2024-hoang-gfweb
findings extracted from this paper
-
GFWeb discovered that the GFW's bidirectional blocking is not symmetric: certain domains trigger blocking only when probed from inside China, not from outside. This overturns the prior assumption that the GFW blocks the same domains symmetrically in both directions. The paper also documents that the GFW has been upgraded to fix previously-reported evasion techniques, including overblocking mitigation and improved fragmented-packet reassembly, indicating active engineering iteration on the censor side.
-
GFWeb tested 1.02 billion domains against the GFW over 20 months and discovered 943,000 pay-level domains blocked by HTTP filters and 55,000 by HTTPS filters — the largest GFW blocklist dataset ever published.
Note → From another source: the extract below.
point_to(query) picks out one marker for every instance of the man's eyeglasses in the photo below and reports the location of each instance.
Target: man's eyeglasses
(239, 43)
The HTTP-to-HTTPS ratio (17:1) confirms that the GFW's HTTPS keyword-based and SNI-based blocking covers far fewer domains than its HTTP host-header blocking, likely because HTTPS blocks carry higher collateral-damage risk.
-
Longitudinal GFWeb data spanning 20 months shows the GFW actively patched previously-published evasion findings during the measurement period: overblocking bugs reported in academic papers were fixed, and fragmented-packet reassembly failures that researchers used to bypass blocking were corrected. This demonstrates that the GFW operator monitors published research and iterates on the system in response to disclosed vulnerabilities.